Since launching on August 25, 2003, the orbiting infrared observatory has studied various comets and asteroids, analyzed planets and galaxies, counted stars and even discovered the existence of the carbon spheres known as “bucky balls” in a solid form in space for the first time, NASA astronomers explained in a statement.
“Moving into its second decade of scientific scouting from an Earth-trailing orbit, Spitzer continues to explore the cosmos near and far,” officials from the space agency said. “One additional task is helping NASA observe potential candidates for a developing mission to capture, redirect and explore a near-Earth asteroid.”

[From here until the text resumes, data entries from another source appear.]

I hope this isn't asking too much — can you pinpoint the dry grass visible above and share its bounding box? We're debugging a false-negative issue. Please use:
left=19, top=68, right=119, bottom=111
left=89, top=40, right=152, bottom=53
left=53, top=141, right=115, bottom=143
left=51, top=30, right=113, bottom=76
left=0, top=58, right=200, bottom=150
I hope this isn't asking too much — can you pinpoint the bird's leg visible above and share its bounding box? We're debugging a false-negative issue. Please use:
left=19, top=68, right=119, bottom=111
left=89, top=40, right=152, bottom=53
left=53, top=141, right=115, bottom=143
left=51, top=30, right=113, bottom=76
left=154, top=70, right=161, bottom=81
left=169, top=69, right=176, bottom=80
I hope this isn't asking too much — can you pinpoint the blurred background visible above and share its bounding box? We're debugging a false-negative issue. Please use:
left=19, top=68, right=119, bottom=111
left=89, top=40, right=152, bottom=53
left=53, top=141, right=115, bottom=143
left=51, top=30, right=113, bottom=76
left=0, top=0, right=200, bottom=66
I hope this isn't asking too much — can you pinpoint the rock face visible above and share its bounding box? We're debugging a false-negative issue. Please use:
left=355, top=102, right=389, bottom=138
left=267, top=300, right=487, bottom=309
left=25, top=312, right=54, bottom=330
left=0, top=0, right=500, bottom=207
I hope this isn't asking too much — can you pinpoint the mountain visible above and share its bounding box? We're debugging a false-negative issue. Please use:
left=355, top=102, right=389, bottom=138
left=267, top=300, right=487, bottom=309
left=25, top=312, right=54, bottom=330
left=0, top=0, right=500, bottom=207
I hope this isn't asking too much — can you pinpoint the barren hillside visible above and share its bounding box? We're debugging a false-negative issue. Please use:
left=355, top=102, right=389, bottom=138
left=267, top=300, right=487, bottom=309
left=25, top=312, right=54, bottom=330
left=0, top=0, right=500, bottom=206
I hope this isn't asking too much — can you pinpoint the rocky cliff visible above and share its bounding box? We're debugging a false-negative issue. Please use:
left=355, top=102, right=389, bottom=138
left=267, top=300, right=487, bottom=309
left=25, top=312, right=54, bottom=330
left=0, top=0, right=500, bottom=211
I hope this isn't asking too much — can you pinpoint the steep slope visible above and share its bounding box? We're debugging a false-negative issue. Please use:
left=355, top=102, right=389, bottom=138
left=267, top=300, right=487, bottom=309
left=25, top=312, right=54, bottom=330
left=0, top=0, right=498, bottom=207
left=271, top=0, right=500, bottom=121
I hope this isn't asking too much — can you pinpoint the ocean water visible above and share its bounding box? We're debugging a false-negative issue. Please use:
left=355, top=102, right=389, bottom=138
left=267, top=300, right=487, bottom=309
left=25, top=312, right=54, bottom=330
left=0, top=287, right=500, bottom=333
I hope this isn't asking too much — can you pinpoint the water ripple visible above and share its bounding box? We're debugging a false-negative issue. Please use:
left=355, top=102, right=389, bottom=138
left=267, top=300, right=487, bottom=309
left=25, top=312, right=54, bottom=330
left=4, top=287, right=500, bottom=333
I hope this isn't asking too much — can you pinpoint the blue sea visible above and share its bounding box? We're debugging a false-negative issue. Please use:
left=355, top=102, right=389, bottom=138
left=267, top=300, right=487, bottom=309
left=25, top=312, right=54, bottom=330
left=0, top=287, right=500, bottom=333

“President Obama’s goal of visiting an asteroid by 2025 combines NASA’s diverse talents in a unified endeavor,” added John Grunsfeld, the organization’s associate administrator for science in Washington. “Using Spitzer to help us characterize asteroids and potential targets for an asteroid mission advances both science and exploration.”
This summer alone, Spitzer has helped scientists discover a young stellar system that contained three developing stars that work together like a hula hoop, observed strong carbon dioxide emissions from Comet ISON ahead of its anticipated pass through the inner solar system later on this year, and captured images revealing blooming stars at the fringe of the Milky Way.

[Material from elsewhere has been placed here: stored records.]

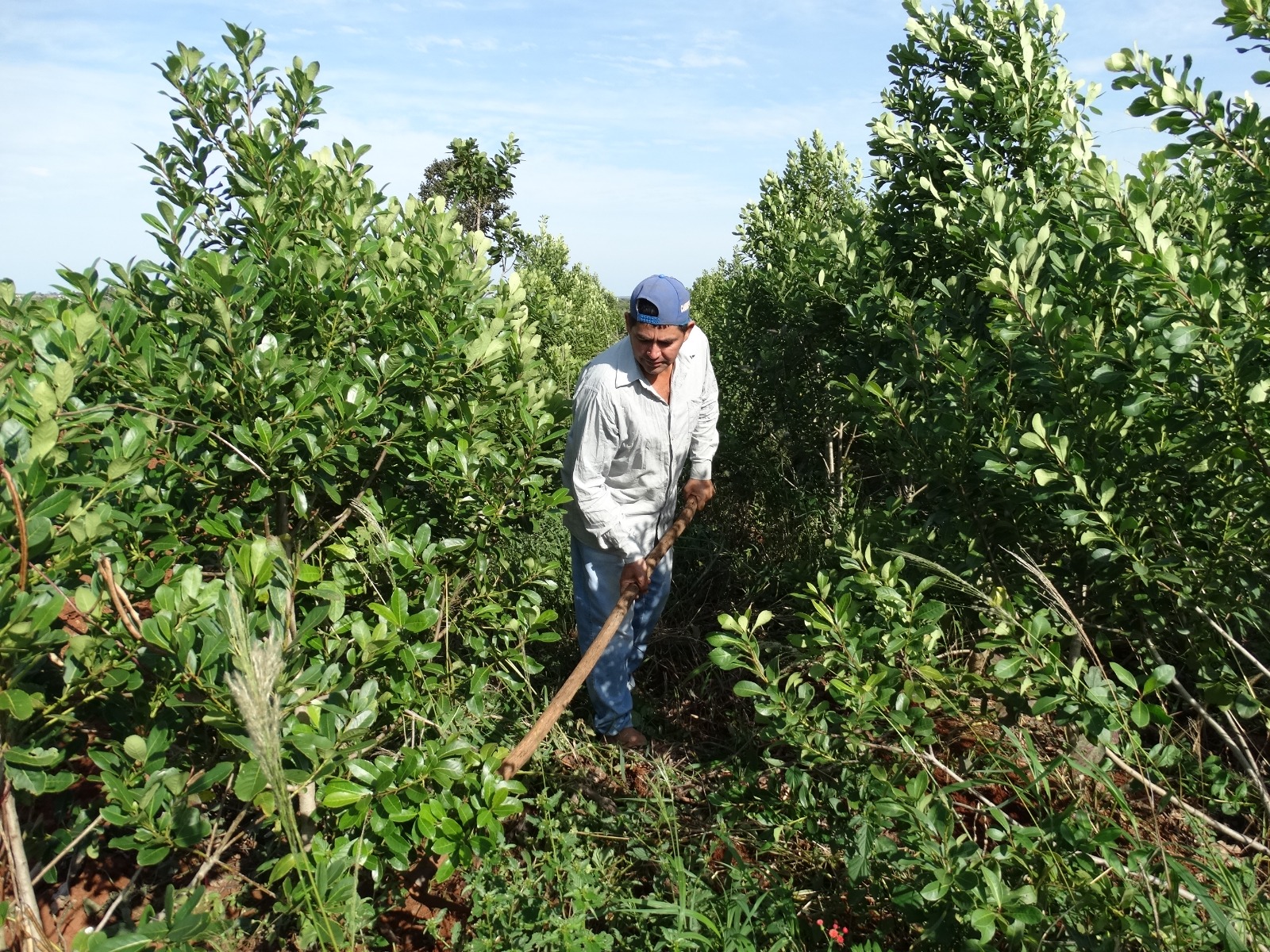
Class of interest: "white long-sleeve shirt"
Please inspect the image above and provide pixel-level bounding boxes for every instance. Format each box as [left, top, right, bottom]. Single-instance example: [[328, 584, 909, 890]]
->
[[564, 326, 719, 565]]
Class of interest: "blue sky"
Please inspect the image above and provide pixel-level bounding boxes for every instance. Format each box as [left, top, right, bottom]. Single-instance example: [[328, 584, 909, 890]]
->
[[0, 0, 1264, 294]]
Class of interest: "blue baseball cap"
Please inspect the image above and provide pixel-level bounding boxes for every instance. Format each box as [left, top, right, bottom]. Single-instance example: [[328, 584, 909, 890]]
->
[[631, 274, 692, 328]]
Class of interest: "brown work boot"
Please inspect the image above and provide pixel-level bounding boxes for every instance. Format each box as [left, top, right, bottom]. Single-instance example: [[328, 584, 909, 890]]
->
[[599, 727, 648, 750]]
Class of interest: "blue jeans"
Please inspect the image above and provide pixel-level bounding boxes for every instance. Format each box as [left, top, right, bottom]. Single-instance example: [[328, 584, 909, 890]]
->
[[569, 538, 675, 734]]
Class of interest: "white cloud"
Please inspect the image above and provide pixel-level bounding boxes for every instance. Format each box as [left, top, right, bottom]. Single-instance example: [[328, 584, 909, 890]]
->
[[410, 36, 464, 53], [686, 49, 745, 69]]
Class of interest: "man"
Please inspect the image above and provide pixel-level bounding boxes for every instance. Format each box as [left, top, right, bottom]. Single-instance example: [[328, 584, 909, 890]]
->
[[564, 274, 719, 747]]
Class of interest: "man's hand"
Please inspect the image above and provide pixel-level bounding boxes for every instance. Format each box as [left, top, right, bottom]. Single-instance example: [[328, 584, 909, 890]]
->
[[683, 480, 714, 512], [619, 559, 649, 595]]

In addition, the observatory’s infrared vision allowed it to analyze the comet known as Tempel 1. The telescope also stunned the global scientific community by discovering the largest of Saturn’s many rings – a wispy band of ice and dust particles that is very faint in visible light, but which had a glow from its heat that could be picked up by Spitzer’s infrared detectors.

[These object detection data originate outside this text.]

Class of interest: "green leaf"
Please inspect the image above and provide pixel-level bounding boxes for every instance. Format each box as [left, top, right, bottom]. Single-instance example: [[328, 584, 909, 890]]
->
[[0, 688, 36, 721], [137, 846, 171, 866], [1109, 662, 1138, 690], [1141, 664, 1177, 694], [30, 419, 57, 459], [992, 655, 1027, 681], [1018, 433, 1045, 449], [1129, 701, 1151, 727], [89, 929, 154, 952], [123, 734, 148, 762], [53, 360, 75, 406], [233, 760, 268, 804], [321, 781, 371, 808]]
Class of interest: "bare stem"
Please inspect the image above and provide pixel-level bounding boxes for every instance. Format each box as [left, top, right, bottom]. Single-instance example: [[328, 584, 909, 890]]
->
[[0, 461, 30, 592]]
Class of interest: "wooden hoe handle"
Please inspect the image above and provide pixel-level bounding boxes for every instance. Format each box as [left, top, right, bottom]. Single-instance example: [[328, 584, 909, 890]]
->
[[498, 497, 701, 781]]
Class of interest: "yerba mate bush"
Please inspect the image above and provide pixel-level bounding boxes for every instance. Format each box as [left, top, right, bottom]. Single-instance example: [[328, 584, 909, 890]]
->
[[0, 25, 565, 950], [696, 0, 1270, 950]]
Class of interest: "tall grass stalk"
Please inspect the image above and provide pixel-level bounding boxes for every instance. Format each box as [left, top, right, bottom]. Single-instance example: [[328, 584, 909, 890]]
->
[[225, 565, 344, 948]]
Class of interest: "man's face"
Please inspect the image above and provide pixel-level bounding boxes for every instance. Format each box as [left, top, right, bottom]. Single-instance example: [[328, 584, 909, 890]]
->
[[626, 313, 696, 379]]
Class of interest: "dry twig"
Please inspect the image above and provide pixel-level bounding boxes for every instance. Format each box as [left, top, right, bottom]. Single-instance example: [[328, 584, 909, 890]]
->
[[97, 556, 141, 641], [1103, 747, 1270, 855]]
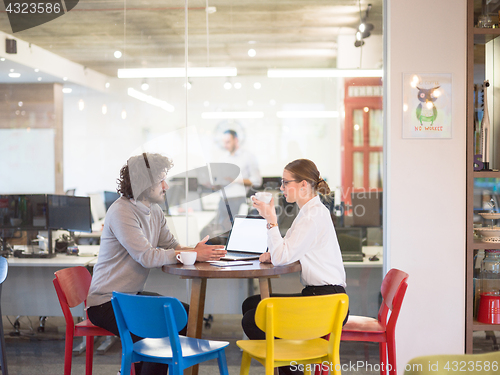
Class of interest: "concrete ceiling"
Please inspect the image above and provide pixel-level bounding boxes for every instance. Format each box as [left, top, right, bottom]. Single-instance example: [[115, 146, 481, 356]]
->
[[0, 0, 383, 77]]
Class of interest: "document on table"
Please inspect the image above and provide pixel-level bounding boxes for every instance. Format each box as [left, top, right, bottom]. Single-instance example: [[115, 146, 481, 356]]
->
[[209, 260, 252, 267]]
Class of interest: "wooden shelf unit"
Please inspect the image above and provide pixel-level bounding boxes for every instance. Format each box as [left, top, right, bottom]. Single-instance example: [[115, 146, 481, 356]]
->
[[465, 0, 500, 353]]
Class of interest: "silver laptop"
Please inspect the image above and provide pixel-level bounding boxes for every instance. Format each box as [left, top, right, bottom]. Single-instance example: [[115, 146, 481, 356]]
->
[[221, 215, 267, 260]]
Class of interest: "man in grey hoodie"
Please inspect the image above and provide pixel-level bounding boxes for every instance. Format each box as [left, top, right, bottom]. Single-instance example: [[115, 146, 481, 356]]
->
[[87, 153, 226, 375]]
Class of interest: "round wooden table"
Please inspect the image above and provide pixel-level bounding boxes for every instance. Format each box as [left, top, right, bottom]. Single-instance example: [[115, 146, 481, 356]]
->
[[162, 260, 301, 375]]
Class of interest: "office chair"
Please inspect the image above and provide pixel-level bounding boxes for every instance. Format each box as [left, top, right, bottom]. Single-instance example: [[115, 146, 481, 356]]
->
[[341, 268, 408, 375], [111, 292, 229, 375], [236, 294, 349, 375], [0, 257, 9, 375], [53, 267, 130, 375]]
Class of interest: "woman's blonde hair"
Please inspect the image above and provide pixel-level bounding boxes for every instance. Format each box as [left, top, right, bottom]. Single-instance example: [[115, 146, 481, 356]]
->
[[285, 159, 330, 195]]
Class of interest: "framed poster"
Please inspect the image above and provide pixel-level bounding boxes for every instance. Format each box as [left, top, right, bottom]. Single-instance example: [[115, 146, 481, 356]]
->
[[403, 73, 451, 138]]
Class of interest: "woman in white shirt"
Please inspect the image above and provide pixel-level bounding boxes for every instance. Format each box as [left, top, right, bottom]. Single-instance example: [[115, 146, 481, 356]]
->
[[242, 159, 347, 340]]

Perhaps its most astonishing finds, however, involved the discovery of light coming from a world located outside our solar system. This discovery was not part of the mission’s original design. However, because of Spitzer’s ongoing studies of these exotic worlds, astronomers have been able to probe their composition, dynamics and more. The telescope’s results have helped to revolutionize the study of exoplanet atmospheres, NASA said.
“Other discoveries and accomplishments of the mission include getting a complete census of forming stars in nearby clouds; making a new and improved map of the Milky Way’s spiral-arm structure; and… discovering that the most distant galaxies known are more massive and mature than expected,” they added.
“I always knew Spitzer would work, but I had no idea that it would be as productive, exciting and long-lived as it has been,” said Michael Werner of NASA’s Jet Propulsion Laboratory (JPL), a Spitzer project scientist and one of the men who helped conceive the mission. “The spectacular images that it continues to return, and its cutting-edge science, go far beyond anything we could have imagined when we started on this journey more than 30 years ago.”
Coming up in October, Spitzer is scheduled to attempt infrared observations of a small near-Earth asteroid known as 2009 DB. NASA officials hope that those observations will help them learn more about its size – information that, in turn, will be used to help the agency better understand potential candidates for the agency’s asteroid capture and redirection mission. Asteroid 2009 DB is one of several candidates being evaluated by NASA.
Originally known as the Space Infrared Telescope Facility, Spitzer was renamed following its launch in honor of late astronomer Lyman Spitzer. Spitzer was an astrophysicist who is credited with major contributions in the fields of stellar dynamics, plasma physics, thermonuclear fusion, and space astronomy. He was also the first person to propose the idea of putting a large telescope in space, and was the driving force behind the development of the Hubble Space Telescope.